7

I'm working with a pair of co-located CentOS Linux servers sitting behind a Sonicwall PRO 2040 Enhanced firewall running in transparent bridge mode.

These servers are having a strange problem downloading files more than a few megabytes in size. For example, if I try to wget or FTP a copy of the Linux kernel from kernel.org, the first ~1-2MB will download at 600+K/s, and then throughput will drop off a cliff to 1K/s.

I've reviewed all the firewall configuration settings for anything suspicious, but found nothing. More interestingly, I performed the same download with a Windows server sitting behind the same firewall, and it sailed right through at 600+K/s the whole way.

Has anyone seen this? Where should I start looking to troubleshoot this problem?

Joshua Penix
  • 438
  • 4
  • 7

6 Answers6

4

We too are experiencing the same problem. Anything larger than what can be transferred in the initial download burst (~3.7mb for us), trickles off to ~1-4kb a second regardless of the bandwidth available.

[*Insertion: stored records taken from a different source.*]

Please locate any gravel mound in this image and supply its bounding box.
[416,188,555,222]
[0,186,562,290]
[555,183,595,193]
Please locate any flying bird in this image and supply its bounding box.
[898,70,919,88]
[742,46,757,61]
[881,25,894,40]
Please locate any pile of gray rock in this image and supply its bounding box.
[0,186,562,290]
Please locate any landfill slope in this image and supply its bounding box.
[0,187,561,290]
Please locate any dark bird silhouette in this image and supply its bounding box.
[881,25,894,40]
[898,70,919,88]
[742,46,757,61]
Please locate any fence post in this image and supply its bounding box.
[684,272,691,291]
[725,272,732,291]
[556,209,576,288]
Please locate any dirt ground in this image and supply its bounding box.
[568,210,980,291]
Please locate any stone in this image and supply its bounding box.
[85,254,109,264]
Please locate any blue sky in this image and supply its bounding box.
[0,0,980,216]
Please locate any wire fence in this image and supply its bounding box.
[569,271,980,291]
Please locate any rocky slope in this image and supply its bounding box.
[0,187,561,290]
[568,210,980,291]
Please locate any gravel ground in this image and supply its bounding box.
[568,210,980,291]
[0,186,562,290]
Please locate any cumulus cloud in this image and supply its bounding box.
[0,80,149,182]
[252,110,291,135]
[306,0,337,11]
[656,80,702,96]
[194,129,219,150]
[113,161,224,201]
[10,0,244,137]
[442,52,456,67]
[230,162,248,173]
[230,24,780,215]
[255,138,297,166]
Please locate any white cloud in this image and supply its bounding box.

It seems to be a problem specific to and common with the SonicWall PRO 2040 Firewall - https://discussions.apple.com/message/12250946?messageID=12250946

The root of the problem is the firewall and the best long-term fix is to find a setting on the firewall to allow the TCP Window Scaling option to be turned on and also use the initiating machine's TCP Window Scale Factor correctly in the initialization of the connection.

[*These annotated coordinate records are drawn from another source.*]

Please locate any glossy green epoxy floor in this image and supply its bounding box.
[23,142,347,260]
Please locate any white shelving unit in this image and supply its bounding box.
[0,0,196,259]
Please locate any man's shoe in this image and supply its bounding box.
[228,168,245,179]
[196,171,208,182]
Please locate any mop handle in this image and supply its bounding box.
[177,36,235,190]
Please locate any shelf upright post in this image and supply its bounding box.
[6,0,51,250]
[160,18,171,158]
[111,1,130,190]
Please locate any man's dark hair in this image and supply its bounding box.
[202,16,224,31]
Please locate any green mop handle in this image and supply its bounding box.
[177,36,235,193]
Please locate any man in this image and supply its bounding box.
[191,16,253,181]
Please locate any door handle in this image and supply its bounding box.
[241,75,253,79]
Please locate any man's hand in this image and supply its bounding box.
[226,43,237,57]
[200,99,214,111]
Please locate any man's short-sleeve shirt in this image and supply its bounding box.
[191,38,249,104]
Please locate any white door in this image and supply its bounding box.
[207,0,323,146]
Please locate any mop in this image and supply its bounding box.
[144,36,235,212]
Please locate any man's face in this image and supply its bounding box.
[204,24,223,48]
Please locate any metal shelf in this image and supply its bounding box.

Though this article refers to routers, the same logic applies to what's happening with the SonicWall Pro 2040 Firewall, http://lwn.net/Articles/92727/:

The details are still being figured out, but it would appear that some routers on the net are rewriting the window scale TCP option on SYN packets as they pass through. In particular, they seem to be setting the scale factor to zero, but leaving the option in place. The receiving side sees the option, and responds with a window scale factor of its own. At this point, the initiating system believes that its scale factor has been accepted, and scales its windows accordingly. The other end, however, believes that the scale factor is zero. The result is a misunderstanding over the real size of the receive window, with the system behind the firewall believing it to be much smaller than it really is. If the expected scale factor (and thus the discrepancy) is large, the result is, at best, very slow communication. In many cases, the small window can cause no packets to be transmitted at all, breaking TCP between the two affected systems entirely.

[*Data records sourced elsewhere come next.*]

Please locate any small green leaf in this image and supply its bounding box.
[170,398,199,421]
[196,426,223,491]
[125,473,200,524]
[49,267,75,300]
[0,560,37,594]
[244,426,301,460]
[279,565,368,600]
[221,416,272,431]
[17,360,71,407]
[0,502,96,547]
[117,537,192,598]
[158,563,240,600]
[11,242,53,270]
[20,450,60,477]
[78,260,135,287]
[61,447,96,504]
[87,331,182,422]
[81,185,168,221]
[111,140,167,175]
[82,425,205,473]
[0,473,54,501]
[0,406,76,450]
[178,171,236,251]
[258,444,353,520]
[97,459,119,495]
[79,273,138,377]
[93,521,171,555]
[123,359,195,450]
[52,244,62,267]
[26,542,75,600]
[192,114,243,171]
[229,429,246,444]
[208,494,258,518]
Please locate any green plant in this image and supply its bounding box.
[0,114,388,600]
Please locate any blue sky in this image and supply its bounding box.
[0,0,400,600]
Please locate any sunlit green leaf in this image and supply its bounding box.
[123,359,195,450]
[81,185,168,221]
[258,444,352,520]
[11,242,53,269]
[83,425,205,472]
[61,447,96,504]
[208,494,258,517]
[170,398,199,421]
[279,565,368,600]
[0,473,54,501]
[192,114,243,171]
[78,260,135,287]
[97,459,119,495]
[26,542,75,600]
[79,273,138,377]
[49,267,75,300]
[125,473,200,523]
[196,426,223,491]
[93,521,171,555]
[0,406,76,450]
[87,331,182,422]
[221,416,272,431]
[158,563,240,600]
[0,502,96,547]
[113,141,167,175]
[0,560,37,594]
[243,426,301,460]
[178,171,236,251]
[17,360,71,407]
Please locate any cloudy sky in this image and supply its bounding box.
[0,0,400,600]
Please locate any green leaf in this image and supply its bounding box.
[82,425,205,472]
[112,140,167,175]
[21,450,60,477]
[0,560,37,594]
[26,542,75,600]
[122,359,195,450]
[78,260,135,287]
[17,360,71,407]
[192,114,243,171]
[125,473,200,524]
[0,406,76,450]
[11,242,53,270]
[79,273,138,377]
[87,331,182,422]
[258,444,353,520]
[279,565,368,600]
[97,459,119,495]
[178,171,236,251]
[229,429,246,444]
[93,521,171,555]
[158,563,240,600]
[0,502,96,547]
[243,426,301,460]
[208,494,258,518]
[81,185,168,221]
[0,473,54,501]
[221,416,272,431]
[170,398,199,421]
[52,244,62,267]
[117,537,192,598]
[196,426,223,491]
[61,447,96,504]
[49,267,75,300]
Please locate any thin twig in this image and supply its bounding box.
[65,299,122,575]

Similar to what was mentioned above, there are workarounds for individual machines - http://prowiki.isc.upenn.edu/wiki/TCP_tuning_for_broken_firewalls, by turning off the rfc1323 TCP extension, the firewall is never given the opportunity to pass a TCP Window Scale Factor of 0 and instead passes along that the rfc1323 extension is not enabled, presumably using the maximum allowed window size by TCP without the rfc1323 extension, which is 64kb.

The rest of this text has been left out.